The singing now was in the very garden, but I could not see the singers, though I knew that they were there, for the strange creature-image whirled about the court, laughing and nodding on every side, while the music grew each moment louder and wilder, when suddenly all was still, and the image pausing in the middle of the court began with many odd gestures this weird song:

"What am I? Who am I? Where did I come from?

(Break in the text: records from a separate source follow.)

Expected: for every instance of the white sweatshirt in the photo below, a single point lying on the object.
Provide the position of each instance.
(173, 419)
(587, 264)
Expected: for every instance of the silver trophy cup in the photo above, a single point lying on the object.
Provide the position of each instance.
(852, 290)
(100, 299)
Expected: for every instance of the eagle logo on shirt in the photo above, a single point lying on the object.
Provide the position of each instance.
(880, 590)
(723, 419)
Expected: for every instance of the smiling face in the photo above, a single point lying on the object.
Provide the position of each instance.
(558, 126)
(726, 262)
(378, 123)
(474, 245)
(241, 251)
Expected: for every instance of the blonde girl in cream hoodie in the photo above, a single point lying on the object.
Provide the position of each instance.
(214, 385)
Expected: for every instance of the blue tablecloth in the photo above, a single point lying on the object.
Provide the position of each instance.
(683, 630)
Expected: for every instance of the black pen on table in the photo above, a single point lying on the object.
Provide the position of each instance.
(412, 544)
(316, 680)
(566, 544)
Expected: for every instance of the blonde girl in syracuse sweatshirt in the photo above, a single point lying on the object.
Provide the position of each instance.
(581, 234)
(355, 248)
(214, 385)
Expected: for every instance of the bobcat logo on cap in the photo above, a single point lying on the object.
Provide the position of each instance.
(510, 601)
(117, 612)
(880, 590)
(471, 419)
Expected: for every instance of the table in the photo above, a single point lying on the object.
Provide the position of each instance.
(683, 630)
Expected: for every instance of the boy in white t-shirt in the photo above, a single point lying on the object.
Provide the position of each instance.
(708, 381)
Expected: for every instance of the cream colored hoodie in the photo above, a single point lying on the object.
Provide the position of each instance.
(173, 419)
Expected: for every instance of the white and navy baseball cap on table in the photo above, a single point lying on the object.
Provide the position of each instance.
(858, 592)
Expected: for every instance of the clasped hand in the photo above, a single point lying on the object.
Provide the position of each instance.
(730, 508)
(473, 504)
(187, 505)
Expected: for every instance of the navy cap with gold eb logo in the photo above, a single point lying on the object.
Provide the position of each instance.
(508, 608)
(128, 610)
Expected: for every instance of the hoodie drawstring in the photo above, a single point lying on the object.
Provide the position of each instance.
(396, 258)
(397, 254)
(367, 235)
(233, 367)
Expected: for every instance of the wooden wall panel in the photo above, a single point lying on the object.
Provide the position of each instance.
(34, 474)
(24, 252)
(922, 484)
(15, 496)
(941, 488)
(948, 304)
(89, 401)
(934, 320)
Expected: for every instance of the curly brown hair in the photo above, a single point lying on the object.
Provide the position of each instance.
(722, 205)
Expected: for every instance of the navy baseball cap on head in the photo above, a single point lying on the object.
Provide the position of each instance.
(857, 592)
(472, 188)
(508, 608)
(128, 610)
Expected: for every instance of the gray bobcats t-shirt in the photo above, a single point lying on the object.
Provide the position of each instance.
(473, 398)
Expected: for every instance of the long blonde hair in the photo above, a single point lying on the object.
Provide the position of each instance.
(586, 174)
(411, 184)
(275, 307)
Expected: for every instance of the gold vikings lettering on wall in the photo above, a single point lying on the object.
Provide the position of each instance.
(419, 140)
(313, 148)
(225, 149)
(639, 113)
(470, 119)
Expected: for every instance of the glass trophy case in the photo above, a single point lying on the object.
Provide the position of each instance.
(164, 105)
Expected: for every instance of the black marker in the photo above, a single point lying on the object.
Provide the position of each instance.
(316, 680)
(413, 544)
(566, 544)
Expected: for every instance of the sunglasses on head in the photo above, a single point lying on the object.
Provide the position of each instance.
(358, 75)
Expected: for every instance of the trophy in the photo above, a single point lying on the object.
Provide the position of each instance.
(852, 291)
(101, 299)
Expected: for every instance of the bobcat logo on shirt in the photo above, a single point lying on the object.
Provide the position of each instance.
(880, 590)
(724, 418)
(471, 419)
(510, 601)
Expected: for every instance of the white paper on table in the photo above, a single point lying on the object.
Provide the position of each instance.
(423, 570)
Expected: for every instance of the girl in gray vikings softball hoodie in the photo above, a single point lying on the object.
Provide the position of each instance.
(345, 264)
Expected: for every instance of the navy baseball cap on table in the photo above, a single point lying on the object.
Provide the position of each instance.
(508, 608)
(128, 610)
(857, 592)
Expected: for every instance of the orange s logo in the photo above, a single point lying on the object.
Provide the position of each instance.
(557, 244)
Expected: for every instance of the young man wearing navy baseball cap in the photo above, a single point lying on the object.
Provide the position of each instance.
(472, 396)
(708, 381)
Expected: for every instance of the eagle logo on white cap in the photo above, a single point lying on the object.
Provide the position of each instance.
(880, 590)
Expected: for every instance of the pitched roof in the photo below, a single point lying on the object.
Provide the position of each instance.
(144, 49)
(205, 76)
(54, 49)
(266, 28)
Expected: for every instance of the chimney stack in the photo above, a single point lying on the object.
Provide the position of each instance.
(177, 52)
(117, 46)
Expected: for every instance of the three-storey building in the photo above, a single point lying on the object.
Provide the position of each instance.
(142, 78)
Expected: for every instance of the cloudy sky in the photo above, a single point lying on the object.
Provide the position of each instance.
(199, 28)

What, who and where--well, no human knows; Ye though my loved ones know what to answer, My pale face ye follow wherever it goes. My home's in the forest, my home's in the city, Wherever the terror of loneliness lies, And woe be to him who when out in the moonlight Catches the glance of my soul-piercing eyes. By day I am stone By night I have breath, And those whom I meet, know the sister of Death."

"Curse you!" I shrieked, leaning from the window, and all was gone; the statue was in its niche again, the Maria Virgo

Sancta. I staggered back from the window and was received almost breathless from excitement in the arms of Brother Andreas who entered the room just then.

"My child, you should not sit by an open window; I fear that you have done yourself an injury already." He laid me down on the bed and when I awoke he was gone, and now I am writing off this scrap of a letter for you my dear friend. How I long to see you, and oh, why can I not have you here! Would to God that I had not met the woman on the bridge. My friend, my Jose, I dare not tell you what I fear; those eyes were upon me, those fatal eyes. No, no I will not keep it from you, I will tell you all and leave you the terrible duty of telling Benicia.

My dear boy, I am growing colder each moment; my hand trembles as I write this, my last letter; I pray that I may have strength to finish it. The river was not so long as I expected, and now my poor raft is breaking. Nor would I live, for now I know who has power over me, I know now whose were those drooping eyelids; it is better not to live, for I have not strength to conquer them.

It is autumn, the last leaves are falling, the cold winter is coming, but I shall not be here to dread its cold. My winter is on me now, and may God grant that through it I come to the eternal spring. All that I want is to see Benicia and you once more, but that cannot be. Now a last, long farewell to Benicia; I can write no more, I am too cold. The raft is broken; the journey was not long.

God bless you, good bye; I am going to lie down now. Give the ruby ring, which I wear, to dear Benicia as a memory of me; and tell Beni--

* * * * *

Here was the ending of the letter in the unfinished name of his loved one.